«Questa è una tragedia dall’elevato grado di prevedibilità. Lo è perché Casamicciola è una zona a rischio, da sempre, e l’alluvione del 2009 non ha insegnato niente. Ma lo è soprattutto perché l’uomo ha ancora una volta violentato il fianco dell’Epomeo, cementificandolo, senza che questo avesse conseguenze». È l’accusa di Peppe Mazzara, presidente del circolo ischitano di Legambiente.
Perchè l’isola d’Ischia frana?
«Perché l’uomo ha iniziato a occupare spazi sempre più impraticabili, mentre la politica locale non è stata all’altezza di pensare a una diversa pianificazione e gestione del territorio, rispettosa dei luoghi. Qui, dopo il terremoto del 2017, c’è stata una spinta anche emergenziale a costruire più in alto: non aver impedito una ulteriore urbanizzazione, per di più in zone improbabili, è una grave responsabilità».

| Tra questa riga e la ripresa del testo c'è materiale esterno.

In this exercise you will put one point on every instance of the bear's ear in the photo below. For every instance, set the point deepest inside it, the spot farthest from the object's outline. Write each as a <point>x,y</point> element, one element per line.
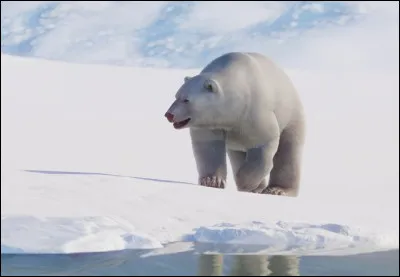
<point>210,86</point>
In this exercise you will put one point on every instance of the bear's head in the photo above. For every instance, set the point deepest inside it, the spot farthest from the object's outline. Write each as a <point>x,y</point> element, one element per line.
<point>201,102</point>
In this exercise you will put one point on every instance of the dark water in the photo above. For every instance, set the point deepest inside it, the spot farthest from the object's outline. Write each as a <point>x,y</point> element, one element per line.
<point>137,262</point>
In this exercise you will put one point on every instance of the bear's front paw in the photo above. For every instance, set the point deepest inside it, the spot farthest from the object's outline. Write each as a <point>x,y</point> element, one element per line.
<point>212,182</point>
<point>274,191</point>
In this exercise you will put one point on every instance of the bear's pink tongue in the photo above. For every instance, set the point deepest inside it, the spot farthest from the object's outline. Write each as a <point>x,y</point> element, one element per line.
<point>181,124</point>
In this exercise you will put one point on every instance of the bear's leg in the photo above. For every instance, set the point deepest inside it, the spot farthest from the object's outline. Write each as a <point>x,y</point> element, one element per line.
<point>257,166</point>
<point>237,159</point>
<point>285,175</point>
<point>210,154</point>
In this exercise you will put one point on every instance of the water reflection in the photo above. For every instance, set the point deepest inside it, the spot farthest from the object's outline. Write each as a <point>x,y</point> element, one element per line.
<point>198,260</point>
<point>250,265</point>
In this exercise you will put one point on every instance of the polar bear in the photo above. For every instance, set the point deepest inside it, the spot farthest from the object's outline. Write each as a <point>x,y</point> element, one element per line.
<point>243,105</point>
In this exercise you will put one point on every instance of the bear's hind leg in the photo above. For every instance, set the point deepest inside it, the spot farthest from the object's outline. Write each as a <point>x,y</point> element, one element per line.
<point>285,175</point>
<point>237,159</point>
<point>210,155</point>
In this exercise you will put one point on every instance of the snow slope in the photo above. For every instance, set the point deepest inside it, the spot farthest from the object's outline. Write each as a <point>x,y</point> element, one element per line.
<point>89,163</point>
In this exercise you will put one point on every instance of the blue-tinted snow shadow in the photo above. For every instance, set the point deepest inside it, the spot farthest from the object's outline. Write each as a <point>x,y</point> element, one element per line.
<point>55,172</point>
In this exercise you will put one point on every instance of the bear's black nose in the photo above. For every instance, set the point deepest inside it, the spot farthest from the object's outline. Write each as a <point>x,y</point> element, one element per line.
<point>169,116</point>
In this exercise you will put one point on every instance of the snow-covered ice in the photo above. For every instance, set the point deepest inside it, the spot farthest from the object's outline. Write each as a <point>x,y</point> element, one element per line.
<point>89,163</point>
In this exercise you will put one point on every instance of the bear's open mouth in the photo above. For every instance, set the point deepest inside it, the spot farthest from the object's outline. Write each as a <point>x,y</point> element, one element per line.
<point>181,124</point>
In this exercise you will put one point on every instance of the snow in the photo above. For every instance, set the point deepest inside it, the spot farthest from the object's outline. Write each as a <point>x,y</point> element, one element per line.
<point>89,164</point>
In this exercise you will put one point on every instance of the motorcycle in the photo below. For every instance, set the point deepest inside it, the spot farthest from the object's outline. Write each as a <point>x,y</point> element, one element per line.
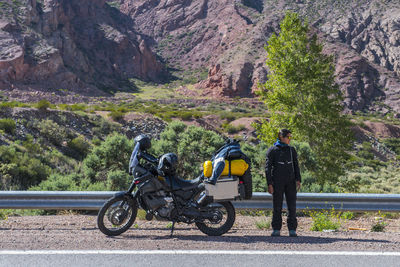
<point>157,190</point>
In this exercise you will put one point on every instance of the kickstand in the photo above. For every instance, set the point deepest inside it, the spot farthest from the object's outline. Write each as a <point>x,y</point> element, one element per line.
<point>172,229</point>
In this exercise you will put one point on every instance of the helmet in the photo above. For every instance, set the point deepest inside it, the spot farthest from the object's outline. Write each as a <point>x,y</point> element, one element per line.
<point>167,163</point>
<point>144,141</point>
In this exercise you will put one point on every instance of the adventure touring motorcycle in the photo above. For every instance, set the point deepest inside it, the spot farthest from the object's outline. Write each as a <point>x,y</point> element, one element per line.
<point>205,202</point>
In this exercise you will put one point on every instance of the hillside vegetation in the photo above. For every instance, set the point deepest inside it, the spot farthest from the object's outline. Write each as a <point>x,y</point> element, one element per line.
<point>61,149</point>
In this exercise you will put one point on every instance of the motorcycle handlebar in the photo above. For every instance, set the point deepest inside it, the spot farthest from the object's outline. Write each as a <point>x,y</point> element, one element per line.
<point>148,157</point>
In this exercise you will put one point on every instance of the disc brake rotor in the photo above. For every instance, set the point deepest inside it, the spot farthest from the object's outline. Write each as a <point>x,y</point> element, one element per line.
<point>217,217</point>
<point>117,216</point>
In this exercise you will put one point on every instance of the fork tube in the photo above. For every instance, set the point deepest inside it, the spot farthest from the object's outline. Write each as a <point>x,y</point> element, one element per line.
<point>131,187</point>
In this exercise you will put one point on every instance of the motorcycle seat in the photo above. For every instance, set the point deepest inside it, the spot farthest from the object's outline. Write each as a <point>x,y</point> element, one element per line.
<point>178,183</point>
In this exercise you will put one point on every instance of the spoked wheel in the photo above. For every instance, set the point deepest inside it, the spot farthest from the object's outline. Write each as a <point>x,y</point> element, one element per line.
<point>117,215</point>
<point>222,219</point>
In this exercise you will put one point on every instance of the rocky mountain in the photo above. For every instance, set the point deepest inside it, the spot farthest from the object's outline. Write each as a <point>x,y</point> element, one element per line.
<point>227,38</point>
<point>79,45</point>
<point>217,43</point>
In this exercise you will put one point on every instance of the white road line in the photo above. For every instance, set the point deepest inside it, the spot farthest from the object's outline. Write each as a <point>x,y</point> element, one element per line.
<point>194,252</point>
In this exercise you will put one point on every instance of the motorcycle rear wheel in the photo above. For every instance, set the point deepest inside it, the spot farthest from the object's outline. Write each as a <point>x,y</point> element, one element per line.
<point>117,215</point>
<point>218,228</point>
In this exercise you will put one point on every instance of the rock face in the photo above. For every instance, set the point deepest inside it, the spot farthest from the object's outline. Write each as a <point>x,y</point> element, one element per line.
<point>88,44</point>
<point>227,38</point>
<point>80,45</point>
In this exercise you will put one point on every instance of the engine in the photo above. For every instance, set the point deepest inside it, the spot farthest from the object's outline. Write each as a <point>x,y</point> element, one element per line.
<point>160,203</point>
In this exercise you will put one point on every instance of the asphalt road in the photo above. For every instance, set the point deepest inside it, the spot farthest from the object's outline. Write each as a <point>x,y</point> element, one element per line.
<point>196,258</point>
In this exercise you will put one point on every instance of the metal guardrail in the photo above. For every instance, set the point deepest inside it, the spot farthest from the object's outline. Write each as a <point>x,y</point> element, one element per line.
<point>90,200</point>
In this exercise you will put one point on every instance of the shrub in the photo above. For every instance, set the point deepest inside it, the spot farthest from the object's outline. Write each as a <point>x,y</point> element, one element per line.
<point>52,131</point>
<point>8,125</point>
<point>379,226</point>
<point>113,154</point>
<point>347,215</point>
<point>116,115</point>
<point>231,129</point>
<point>192,144</point>
<point>80,145</point>
<point>43,105</point>
<point>118,180</point>
<point>20,170</point>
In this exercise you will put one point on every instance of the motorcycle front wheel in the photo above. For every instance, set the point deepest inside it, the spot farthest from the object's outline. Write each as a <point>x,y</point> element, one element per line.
<point>222,221</point>
<point>117,215</point>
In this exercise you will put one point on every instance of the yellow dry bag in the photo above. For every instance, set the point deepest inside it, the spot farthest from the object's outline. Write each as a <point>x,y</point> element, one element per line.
<point>238,167</point>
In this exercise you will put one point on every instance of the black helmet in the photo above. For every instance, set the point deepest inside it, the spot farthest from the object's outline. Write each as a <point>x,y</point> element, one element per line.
<point>144,141</point>
<point>167,163</point>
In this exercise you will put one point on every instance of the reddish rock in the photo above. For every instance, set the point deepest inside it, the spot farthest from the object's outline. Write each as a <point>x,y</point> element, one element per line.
<point>77,45</point>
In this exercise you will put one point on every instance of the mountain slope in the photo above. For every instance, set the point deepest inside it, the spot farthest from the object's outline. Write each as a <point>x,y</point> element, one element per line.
<point>227,38</point>
<point>69,44</point>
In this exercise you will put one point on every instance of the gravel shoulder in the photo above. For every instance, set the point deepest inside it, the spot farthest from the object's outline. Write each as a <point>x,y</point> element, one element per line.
<point>80,232</point>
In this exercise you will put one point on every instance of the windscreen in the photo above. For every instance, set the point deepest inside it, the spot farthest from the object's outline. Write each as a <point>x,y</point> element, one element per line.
<point>133,162</point>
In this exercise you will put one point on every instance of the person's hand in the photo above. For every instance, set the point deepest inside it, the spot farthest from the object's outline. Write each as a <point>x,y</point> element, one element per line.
<point>270,189</point>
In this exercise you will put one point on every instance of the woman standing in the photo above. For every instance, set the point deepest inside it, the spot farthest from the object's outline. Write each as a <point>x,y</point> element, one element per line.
<point>283,177</point>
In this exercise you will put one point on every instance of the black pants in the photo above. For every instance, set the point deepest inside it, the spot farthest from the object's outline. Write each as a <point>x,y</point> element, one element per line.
<point>289,189</point>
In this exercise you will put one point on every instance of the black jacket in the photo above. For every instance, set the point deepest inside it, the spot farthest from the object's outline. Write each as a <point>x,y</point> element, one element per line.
<point>281,165</point>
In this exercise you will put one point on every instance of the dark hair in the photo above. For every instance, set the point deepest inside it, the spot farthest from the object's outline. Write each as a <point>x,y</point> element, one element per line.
<point>284,133</point>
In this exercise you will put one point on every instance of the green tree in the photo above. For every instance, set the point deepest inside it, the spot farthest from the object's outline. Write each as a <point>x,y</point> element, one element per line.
<point>301,94</point>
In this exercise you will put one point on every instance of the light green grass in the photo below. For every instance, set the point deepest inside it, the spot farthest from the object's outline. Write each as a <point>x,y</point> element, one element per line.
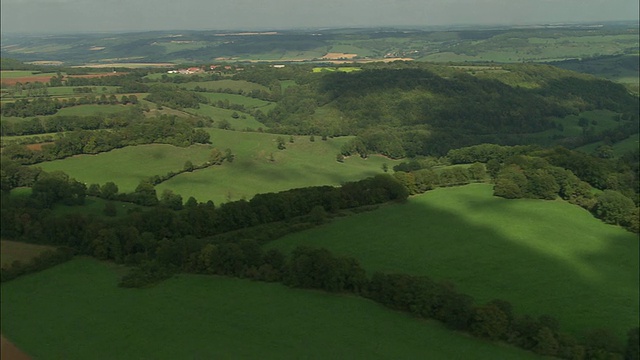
<point>95,206</point>
<point>68,91</point>
<point>284,84</point>
<point>301,164</point>
<point>234,85</point>
<point>80,313</point>
<point>218,114</point>
<point>126,167</point>
<point>12,74</point>
<point>92,109</point>
<point>17,251</point>
<point>340,69</point>
<point>247,102</point>
<point>545,257</point>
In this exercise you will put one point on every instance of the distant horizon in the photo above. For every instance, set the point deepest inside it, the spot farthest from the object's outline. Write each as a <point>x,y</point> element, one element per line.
<point>443,27</point>
<point>109,16</point>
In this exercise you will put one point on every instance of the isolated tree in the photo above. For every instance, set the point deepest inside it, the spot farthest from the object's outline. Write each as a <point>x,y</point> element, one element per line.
<point>145,194</point>
<point>110,209</point>
<point>109,190</point>
<point>188,166</point>
<point>477,171</point>
<point>613,207</point>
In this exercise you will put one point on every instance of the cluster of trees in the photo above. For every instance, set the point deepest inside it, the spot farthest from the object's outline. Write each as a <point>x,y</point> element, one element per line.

Si è costruito dove non si doveva, insomma.
«Forse una delle cause remote del disastro va cercata nel modo in cui si è voluto gestire il terremoto: siamo l’unico Paese al mondo dove per risolvere i danni di un terremoto si ricorre a un condono edilizio. Le immagini parlano chiaro: sono spuntate case non solo all’interno di un’area evidentemente boschiva, ma anche su pendii scoscesi, tra il Rarone e Pera di Basso. E al netto dei condoni, si tratta di zone non adatte a una occupazione residenziale».
Lì non si doveva costruire né abitare.
«Certo che no. Non a caso, per secoli non si è mai abitato così in alto, sull’Epomeo. Negli ultimi decenni, invece, l’uomo ha iniziato a sottovalutare i rischi, in primis quello idrogeologico, e a noi non è rimasta altra scelta, osservando a occhio nudo il proliferare di case. Ma denunciare non è bastato».
Legambiente aveva alzato la voce anche dopo l’alluvione del 2009.
«Sembra un déjà-vu ed è questo ciò che più di tutto ci fa infuriare: non si possono definire inattese le conseguenze di precipitazioni violente in un territorio così fragile e cementificato. Speriamo che questa tragedia sia l’ultima».
In che modo?
«È fondamentale un’azione di prevenzione sul territorio, mentre invece si stanziano più risorse per l’emergenza che per la manutenzione preventiva. E basta parlare di sanatorie e condoni, che si traducono in vere e proprie condanne per la vita dei cittadini».